12:23 pm today

New reading, maths test could see schools unfairly ranked - expert

12:23 pm today
Exam with uniform school student doing educational test with stress in classroom.16:9 style

Photo: 123RF

An assessment expert says the government's shift to a single maths and literacy testing system for primary schools is significant and could lead to league tables.

The Education Ministry has called for proposals for a test that will run twice a year for children in Years 3-10.

That surprised the Principals Federation, which said it had been told schools could choose between the two most widely-used assessment systems, e-asTTle (electronic assessment Tool for Teaching and learning) and PATs (Progressive Assessment Tests).

However, the ministry told RNZ e-asTTle was not fit for the job due to technical limitations and a poor match between its content and changes to the school curriculum.

Auckland University education professor Gavin Brown helped develop e-asTTle in the 1990s but ceased involvement with the project 20 years ago.

Brown, who is director of the university's Quantitative Data Analysis and Research Unit, told RNZ updating e-asTTle would probably be more expensive than purchasing a new test system.

However, Brown said a big driver for developing a new system might be to ensure the ministry had greater control over the tests and the results.

"I suspect the real reason is to do with who controls the data. E-asTTle and PAT data belong to schools. They do not belong to the government and therefore the government can't use that data to make policy or changes. If it's centrally controlled, they own the data and they can use it for their own, governmental purposes," he said.

Brown said he was not convinced the government needed a new, compulsory test.

"It's a considerably large change in the sense that it's a reversion back to the compulsory reporting of national standards by schools to parents under the previous National government.

"Plus, it's a move away from standardised testing for diagnostic formative purposes to an accountability test in which the nature of the test and the use of the test data is controlled by the central agency rather than kept at the school level," he said.

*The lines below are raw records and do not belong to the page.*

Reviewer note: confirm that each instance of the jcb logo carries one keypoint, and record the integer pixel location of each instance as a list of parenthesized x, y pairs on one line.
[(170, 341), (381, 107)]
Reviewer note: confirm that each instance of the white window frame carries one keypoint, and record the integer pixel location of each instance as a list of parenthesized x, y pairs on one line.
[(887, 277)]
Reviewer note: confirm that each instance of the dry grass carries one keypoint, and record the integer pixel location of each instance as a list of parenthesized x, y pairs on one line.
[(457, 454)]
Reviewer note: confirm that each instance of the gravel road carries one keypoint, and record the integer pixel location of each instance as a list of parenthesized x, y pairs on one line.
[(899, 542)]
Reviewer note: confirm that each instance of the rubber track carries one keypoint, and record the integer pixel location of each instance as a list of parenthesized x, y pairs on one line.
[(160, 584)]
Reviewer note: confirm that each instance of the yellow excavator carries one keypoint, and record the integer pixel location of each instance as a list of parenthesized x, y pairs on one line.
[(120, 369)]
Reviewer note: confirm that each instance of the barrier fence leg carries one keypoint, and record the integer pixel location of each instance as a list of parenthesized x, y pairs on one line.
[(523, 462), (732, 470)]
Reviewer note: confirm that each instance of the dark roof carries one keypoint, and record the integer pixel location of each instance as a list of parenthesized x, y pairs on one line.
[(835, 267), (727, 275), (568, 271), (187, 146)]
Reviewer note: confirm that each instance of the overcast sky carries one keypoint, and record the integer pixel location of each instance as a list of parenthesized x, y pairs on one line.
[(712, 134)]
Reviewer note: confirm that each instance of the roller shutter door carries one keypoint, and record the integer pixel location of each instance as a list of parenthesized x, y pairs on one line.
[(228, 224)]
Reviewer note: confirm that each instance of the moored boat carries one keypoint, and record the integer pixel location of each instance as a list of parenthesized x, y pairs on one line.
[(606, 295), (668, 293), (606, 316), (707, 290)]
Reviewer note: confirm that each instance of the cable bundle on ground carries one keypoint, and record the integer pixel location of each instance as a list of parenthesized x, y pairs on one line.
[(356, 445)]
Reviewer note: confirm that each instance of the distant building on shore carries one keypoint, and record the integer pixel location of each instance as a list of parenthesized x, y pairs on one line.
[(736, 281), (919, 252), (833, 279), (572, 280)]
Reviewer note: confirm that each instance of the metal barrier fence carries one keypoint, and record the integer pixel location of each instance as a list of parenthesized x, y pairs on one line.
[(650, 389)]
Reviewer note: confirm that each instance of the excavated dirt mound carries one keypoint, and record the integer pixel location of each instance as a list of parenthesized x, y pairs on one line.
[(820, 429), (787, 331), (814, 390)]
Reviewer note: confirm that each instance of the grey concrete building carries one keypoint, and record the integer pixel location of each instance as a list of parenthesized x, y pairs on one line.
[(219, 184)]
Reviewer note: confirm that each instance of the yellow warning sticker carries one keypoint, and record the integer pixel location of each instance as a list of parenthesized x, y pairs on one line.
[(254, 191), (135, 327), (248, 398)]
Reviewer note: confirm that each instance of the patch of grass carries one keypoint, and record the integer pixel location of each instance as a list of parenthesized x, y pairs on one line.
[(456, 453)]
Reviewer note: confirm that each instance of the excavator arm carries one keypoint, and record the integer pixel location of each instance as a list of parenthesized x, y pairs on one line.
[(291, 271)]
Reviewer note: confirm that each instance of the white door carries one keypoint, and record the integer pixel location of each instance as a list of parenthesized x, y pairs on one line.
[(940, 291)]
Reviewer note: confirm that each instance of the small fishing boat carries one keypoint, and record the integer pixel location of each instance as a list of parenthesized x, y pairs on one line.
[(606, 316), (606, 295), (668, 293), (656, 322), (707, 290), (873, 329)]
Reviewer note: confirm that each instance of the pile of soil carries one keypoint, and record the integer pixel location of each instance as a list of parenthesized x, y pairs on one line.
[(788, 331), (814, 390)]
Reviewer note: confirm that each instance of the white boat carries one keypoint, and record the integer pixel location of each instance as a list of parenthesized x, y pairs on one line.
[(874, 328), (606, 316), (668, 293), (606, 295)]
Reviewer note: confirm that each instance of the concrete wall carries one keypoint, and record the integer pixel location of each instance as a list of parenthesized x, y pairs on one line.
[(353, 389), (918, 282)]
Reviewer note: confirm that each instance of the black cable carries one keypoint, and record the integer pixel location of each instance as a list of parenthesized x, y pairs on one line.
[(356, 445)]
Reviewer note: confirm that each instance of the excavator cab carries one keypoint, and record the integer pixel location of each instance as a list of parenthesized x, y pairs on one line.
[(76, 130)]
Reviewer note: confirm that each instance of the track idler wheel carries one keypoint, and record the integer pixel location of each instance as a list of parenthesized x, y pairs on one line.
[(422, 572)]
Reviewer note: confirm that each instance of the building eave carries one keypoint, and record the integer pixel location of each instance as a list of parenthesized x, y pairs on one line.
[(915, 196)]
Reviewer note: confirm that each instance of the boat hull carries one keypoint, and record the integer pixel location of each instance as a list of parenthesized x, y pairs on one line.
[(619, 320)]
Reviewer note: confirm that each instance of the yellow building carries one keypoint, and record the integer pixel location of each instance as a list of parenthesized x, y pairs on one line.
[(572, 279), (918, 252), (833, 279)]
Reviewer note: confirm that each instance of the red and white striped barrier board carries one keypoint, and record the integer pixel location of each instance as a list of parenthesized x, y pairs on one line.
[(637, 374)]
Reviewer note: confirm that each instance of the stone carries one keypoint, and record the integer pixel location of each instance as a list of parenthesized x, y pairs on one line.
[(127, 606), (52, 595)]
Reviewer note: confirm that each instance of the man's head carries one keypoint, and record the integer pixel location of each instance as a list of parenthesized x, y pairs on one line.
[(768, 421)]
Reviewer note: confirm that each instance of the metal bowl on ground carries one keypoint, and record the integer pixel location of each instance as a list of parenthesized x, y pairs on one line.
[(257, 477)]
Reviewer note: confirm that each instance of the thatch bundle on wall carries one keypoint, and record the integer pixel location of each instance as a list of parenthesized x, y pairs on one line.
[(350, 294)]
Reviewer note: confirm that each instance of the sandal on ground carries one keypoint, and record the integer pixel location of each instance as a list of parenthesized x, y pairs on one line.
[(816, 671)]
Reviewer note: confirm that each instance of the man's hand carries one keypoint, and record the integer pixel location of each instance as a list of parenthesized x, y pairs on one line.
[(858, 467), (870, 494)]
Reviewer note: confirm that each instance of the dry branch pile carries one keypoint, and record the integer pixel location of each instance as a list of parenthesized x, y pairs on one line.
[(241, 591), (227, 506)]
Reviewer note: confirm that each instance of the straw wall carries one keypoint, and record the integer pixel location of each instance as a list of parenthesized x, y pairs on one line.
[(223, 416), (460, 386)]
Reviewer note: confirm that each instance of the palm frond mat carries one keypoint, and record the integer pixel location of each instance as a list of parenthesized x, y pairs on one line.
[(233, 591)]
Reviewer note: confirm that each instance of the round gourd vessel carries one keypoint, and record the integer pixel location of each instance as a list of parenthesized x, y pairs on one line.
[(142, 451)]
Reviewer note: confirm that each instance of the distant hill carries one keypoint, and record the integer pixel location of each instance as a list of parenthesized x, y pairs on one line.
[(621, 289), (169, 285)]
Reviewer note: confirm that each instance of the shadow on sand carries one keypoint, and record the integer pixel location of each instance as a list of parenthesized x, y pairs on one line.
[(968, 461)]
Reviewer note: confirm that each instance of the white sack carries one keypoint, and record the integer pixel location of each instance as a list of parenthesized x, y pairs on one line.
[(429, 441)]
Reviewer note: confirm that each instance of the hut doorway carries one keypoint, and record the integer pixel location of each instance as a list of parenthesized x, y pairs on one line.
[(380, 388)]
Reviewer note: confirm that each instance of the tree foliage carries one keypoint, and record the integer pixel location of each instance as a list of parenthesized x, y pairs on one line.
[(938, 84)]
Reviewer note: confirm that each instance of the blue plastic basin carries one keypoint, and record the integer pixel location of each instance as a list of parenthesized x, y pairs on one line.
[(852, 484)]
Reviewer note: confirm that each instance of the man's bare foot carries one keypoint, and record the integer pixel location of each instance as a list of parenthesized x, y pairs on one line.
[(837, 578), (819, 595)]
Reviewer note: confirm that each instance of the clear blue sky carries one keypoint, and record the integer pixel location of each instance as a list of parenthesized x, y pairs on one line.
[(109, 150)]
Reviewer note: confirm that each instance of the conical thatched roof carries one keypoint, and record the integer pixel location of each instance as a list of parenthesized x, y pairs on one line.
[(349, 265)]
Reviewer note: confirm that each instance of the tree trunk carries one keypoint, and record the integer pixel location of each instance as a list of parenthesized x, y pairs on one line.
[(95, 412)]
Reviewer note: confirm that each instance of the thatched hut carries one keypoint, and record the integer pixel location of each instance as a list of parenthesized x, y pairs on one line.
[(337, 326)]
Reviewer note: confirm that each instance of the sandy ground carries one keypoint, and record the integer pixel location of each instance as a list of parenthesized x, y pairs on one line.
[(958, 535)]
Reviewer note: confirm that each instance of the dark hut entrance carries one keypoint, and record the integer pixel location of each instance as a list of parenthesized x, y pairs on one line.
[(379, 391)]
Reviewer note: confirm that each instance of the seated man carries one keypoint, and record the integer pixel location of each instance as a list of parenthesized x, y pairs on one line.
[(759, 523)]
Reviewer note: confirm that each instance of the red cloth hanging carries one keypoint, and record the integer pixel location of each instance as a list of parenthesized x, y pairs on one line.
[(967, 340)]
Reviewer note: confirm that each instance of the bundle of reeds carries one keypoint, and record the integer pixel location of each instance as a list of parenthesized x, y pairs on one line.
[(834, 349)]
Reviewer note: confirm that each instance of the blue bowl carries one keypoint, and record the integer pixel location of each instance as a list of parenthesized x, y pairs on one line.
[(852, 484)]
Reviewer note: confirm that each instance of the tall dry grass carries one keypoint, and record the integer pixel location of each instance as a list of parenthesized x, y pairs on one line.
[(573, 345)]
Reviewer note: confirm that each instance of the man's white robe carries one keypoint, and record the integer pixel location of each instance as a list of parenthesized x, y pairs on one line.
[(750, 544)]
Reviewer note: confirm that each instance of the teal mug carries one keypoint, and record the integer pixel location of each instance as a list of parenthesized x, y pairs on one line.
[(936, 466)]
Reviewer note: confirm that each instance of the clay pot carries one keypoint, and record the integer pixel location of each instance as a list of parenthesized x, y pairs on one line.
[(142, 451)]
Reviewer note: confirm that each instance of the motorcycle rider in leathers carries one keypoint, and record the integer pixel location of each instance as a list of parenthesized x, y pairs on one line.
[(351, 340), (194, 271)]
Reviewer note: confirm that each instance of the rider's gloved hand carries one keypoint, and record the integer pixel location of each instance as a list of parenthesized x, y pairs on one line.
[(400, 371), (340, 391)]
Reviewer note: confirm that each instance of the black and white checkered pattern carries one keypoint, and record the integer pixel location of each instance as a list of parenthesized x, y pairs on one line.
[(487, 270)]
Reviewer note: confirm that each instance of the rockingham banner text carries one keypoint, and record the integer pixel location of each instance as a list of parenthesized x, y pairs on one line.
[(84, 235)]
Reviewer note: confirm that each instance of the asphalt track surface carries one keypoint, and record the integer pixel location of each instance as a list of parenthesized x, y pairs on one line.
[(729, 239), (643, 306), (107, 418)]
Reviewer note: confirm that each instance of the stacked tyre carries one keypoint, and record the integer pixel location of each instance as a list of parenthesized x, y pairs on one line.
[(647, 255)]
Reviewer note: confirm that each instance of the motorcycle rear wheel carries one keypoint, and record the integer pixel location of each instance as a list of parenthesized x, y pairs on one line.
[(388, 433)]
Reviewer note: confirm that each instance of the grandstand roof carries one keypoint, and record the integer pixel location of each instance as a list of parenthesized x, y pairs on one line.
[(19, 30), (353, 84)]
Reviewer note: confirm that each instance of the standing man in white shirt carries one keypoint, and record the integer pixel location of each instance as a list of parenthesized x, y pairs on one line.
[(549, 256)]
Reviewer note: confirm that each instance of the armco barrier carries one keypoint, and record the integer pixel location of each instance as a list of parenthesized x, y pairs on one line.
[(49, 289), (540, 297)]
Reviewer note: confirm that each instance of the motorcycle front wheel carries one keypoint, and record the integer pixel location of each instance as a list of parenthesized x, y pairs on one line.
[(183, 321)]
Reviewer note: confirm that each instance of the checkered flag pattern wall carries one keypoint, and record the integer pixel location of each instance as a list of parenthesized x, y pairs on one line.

Brown said one advantage of a central test was that the ministry could match results with government data about children's health and socio-economic background to pinpoint areas that needed more attention.

He said a central test could also be used to measure whether the government's new maths and literacy policies were working.

"On the downside, once information is owned by the government, it is public information. So under the Official Information Act, it will need to be exposed, which means that twice a year schools could be ranked by external agencies like the news media to say this is the best performing school," Brown said.

He said such comparisons were unfair because they did not account for differences in children's socio-economic backgrounds which had a big effect on their achievement.

Brown said a good test should help teachers understand where pupils were struggling and what they needed to learn next.

But he said some centrally-provided tests in other countries did not provide results to teachers for several months, so they were of little use for assisting teachers in their work.

"Because we're talking about every kid in grades three to 10 being tested in the same two-week block on three subjects, it's a lot of tests.

"Now if they've got a machine that can score automatically, the feedback should get to the teachers reasonably quickly before the kid has moved on. But traditionally elsewhere in the world, like the Australian Naplan it takes three months to score the tests and if it's run at the end of the year, by the time the report comes back to the school and the teachers, the kids have already moved on a grade or even changed schools," he said.